New features in General Purpose and work-optimized Cloud Servers

This article describes some of the major features and benefits of the
General Purpose and work-optimized flavors of Cloud
Servers compared to the Standard server class. General Purpose and work-optimized servers have been updated to align
with industry standards, improve server imaging, and consistently
allocate adequate disk resources for each server.

Work-optimized server types

I/O-optimized servers are assigned networking resources and use
local high-speed SSD drives for storage. I/O-optimized servers work best
for applications that require frequent or sustained disk access, like
databases.

Compute-optimized servers have a high CPU allocation to optimize the
server for applications with high CPU demands, like web servers and
application servers. All disk storage for Compute-optimized servers is
on Cloud Block Storage.

Memory-optimized servers have larger allocations of low-latency RAM
for memory-intensive applications like caching servers, in-memory
analytics, and search indexes. All disk storage for Memory-optimized
servers is on Cloud Block Storage.

Disk structure

General Purpose and I/O flavors use faster solid state
drives (SSD). I/O flavors also have secondary data disks, which are not captured during an imaging operation. For more information about data disk imaging limitations, see the article Create an image of a server and restore a server from a saved image.

You can back up the data on your data disk or disks by leveraging either
Rackspace Cloud Backup or Rackspace Cloud Block Storage which
can used to increase the storage capacity of your server, if
needed. For a comparison of the two data disk backup options, see Best Practices for Backing Up Your Data: Cloud Block Storage versus Cloud Backup.

Faster server provisioning

The following features noticeably reduce the time to provision General
Purpose and work-optimized servers:

  • Dedicated 10-gigabit Ethernet (10 GigE) for networking on the host
    computer
  • SSDs
  • No requirement to format the entire disk (system disk only) when
    building your servers

Higher memory capacity

General purpose and work-optimized flavors feature a maximum of 240 GB RAM per server, as compated to only 30 GB in the Standard
server class.

Compute

General Purpose and work-optimized flavors provide more processing
power: up to 32 vCPUs or virtual cores, compared to a maximum 8 vCPUs on
the largest-size server in the Standard server class. For information,
see Work-optimized server types.

Faster networking

General Purpose and work-optimized servers provide more network
bandwidth: 40 GigE to each host server, the
physical machine that houses your virtual server. Each host server
gets 20 GigE for management and Cloud Block Storage, and 20 GigE for the
server's public network, ServiceNet, and network traffic. This bandwidth
dramatically improves the interoperability of servers with complementary
services such as Cloud Block Storage over the Standard server class.

Higher maximum IOPS

Separating the operating system from the data provides higher maximum
input/output operations per second (IOPS). For example, a 1 GB General
Purpose server with 20 GB of system disk and no data disk can process
about 20k IOPS. A 120 GB I/O-optimized server with a 40 GB system disk
and 1200 (or 4x300) GB data disks can perform about 80k IOPS. Compare
this with the Standard server class for Cloud Servers, which can process
approximately only 2k IOPS.

Resizing

Standard servers can resize up or down, but General Purpose servers can resize only up, and work-optimized servers
cannot dynamically resize at all.

Along with the rest of the OpenStack community, Rackspace is reducing
support for this feature because it does not align with the
industry-standard method of scaling. Rather than resize one server for
vertical scaling, we instead recommend employing horizontal
scaling
, adding or removing the number of servers managed by a load
balancer to manage your available resources to suit your needs.

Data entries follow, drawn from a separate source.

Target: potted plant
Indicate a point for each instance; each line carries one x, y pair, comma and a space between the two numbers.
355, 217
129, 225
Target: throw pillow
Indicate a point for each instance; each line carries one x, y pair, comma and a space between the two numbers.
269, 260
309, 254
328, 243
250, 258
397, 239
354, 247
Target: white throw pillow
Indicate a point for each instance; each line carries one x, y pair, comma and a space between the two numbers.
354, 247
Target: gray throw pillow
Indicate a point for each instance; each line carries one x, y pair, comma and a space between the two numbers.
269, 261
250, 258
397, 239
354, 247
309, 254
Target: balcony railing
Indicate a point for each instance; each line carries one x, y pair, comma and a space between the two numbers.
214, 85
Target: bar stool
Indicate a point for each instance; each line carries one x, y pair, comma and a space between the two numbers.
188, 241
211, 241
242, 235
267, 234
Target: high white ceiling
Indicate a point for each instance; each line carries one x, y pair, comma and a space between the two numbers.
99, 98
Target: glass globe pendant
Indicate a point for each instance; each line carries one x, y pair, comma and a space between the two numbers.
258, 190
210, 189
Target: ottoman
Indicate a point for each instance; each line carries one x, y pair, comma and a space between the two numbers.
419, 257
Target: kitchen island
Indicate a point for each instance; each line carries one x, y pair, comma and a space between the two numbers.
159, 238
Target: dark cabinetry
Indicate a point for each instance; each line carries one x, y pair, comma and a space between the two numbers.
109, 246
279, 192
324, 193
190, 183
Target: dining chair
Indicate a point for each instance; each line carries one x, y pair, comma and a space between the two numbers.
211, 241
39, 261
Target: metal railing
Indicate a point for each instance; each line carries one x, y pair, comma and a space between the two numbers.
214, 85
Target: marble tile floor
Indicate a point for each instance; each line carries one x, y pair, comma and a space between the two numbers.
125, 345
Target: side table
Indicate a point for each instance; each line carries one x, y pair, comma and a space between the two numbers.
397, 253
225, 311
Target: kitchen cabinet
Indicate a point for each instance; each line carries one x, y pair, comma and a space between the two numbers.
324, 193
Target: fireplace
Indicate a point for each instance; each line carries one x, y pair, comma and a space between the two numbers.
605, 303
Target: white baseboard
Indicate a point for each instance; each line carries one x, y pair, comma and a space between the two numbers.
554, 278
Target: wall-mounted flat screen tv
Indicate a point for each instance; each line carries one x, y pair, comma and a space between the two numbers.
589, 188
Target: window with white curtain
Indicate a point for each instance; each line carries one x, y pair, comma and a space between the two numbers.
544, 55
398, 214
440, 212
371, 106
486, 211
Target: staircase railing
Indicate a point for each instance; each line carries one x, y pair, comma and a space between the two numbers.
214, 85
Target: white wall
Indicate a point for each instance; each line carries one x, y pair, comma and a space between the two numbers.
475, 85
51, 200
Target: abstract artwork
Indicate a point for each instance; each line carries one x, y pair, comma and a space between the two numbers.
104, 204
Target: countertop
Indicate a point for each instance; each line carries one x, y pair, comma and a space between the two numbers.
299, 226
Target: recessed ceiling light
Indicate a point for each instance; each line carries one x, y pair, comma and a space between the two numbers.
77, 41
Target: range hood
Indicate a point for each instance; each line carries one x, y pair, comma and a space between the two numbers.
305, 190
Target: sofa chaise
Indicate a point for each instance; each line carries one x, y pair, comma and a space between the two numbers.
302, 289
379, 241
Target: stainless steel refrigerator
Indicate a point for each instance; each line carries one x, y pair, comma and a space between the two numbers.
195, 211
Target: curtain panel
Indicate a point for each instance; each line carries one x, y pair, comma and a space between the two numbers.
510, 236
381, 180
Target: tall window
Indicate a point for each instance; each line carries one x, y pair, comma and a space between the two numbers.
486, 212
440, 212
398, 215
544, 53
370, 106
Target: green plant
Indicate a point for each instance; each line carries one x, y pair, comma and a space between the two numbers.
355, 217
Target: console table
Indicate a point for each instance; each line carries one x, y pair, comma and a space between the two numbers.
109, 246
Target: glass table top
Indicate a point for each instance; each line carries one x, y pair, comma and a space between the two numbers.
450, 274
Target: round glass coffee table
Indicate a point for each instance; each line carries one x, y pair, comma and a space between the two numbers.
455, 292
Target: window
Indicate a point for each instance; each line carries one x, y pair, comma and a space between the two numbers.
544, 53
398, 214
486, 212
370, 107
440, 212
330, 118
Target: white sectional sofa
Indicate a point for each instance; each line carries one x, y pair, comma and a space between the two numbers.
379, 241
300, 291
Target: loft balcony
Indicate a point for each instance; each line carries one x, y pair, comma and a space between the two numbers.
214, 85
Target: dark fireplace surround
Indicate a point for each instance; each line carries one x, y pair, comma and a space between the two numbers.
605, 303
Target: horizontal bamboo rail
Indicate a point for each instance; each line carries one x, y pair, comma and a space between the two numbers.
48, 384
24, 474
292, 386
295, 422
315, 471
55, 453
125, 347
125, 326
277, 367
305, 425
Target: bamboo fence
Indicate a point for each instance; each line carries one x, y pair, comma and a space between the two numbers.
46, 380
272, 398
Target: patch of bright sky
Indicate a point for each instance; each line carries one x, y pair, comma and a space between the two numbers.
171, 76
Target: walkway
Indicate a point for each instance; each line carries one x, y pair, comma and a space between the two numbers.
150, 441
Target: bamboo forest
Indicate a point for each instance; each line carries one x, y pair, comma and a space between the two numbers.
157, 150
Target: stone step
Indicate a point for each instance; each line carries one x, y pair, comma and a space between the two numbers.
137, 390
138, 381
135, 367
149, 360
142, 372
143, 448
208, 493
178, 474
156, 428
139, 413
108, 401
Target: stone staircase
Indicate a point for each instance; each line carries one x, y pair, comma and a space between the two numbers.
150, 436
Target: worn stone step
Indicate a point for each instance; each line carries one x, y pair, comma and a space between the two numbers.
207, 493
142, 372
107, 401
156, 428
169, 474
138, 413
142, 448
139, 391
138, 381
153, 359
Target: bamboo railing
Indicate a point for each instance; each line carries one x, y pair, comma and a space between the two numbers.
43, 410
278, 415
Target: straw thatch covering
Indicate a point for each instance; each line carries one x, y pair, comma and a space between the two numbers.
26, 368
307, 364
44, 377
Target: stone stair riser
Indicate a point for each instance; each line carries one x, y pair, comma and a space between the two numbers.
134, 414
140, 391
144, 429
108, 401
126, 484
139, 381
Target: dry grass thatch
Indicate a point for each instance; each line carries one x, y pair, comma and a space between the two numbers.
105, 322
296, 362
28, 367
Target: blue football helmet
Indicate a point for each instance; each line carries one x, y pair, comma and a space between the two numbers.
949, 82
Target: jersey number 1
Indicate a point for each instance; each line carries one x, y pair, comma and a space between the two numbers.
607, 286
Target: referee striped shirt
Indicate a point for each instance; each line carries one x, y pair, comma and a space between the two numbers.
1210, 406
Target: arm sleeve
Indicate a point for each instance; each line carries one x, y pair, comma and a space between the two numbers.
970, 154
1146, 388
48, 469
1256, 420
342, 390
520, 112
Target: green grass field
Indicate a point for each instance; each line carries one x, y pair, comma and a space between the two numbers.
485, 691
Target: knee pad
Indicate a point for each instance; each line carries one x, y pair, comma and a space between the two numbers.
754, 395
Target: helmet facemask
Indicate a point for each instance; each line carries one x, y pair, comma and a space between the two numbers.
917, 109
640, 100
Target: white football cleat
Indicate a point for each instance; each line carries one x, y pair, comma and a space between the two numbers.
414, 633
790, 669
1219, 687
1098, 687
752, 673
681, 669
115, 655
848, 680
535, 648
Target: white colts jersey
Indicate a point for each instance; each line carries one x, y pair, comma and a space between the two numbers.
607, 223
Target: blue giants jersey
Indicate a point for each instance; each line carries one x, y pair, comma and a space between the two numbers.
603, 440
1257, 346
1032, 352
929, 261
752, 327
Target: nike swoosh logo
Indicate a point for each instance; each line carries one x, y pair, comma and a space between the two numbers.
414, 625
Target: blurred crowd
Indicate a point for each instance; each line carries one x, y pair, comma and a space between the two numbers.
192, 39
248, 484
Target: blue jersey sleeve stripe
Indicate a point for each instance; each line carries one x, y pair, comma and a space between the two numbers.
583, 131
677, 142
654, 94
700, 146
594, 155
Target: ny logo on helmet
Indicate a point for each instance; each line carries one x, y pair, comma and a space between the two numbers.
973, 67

For information about reducing the size of your General Purpose server
or changing the size of your work-optimized server, see Upgrading resources for General Purpose or I/O optimized Cloud Servers.

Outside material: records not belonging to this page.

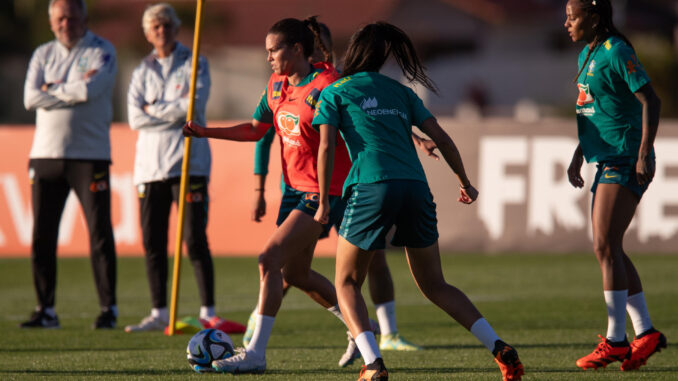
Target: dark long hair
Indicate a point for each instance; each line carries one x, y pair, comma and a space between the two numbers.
371, 45
305, 32
604, 29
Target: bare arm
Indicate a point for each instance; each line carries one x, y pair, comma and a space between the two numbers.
650, 119
328, 141
428, 146
246, 132
449, 150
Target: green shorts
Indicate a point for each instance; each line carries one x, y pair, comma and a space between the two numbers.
307, 202
372, 209
622, 172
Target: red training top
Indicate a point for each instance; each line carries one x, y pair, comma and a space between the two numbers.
293, 108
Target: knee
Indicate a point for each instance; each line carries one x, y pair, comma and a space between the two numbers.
293, 278
431, 287
269, 261
602, 249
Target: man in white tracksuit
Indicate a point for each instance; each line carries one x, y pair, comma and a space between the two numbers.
69, 84
157, 104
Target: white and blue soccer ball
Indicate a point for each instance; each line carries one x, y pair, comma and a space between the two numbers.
206, 346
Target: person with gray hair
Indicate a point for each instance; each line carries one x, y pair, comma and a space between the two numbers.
69, 84
157, 103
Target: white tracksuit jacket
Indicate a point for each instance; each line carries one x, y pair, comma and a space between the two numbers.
74, 115
160, 145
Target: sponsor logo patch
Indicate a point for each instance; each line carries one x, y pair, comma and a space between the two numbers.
312, 98
277, 87
288, 123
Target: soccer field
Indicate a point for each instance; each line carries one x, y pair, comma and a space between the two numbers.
550, 307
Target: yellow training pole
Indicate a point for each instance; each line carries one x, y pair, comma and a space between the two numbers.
184, 173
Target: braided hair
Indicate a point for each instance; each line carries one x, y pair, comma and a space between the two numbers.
602, 30
371, 45
305, 32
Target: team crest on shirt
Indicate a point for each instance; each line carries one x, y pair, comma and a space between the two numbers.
277, 87
592, 66
585, 96
288, 123
312, 98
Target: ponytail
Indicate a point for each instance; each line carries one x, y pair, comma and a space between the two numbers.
604, 28
370, 46
318, 30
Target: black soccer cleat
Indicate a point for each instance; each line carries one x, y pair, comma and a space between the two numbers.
40, 319
105, 320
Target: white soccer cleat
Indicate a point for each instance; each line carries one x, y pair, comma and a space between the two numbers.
240, 363
149, 323
352, 352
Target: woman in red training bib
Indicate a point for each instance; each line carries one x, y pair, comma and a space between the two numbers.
288, 104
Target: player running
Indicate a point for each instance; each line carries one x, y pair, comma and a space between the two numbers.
617, 120
381, 283
387, 186
288, 104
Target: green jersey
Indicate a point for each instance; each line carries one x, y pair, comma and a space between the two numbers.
375, 115
609, 117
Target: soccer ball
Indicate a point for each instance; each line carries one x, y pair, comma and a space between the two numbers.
208, 345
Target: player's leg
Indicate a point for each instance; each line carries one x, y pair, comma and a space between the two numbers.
296, 233
351, 269
383, 297
49, 191
90, 179
155, 202
613, 209
195, 237
427, 272
298, 273
417, 230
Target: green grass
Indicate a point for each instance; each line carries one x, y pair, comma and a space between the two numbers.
549, 306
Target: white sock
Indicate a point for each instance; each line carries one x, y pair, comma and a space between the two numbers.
161, 313
483, 331
207, 312
367, 344
262, 332
637, 310
48, 310
113, 309
386, 317
616, 314
336, 312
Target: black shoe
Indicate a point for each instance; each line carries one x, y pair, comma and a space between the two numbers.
40, 319
375, 371
105, 320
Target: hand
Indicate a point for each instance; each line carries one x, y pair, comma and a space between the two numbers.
259, 207
574, 170
467, 195
193, 129
90, 73
645, 169
428, 146
322, 215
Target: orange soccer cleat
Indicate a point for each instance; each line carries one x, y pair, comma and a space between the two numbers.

(I/O flavors only) Preparing the data disk for use

Because I/O-optimized servers have a separate system disk and data disk, you must prepare your data disk by formatting and
mounting it to your server before you can use it. Follow the
instructions in these articles to prepare your data disk for use:

No 512 MB RAM servers

The 512 MB RAM cloud server is not available for General Purpose and
work-optimized flavors. For a server that uses shared CPU and networking
resources, maintaining the bursting capabilites of the 512 MB size places too much stress on
the host, and could potentially negatively impact other servers on the host computer.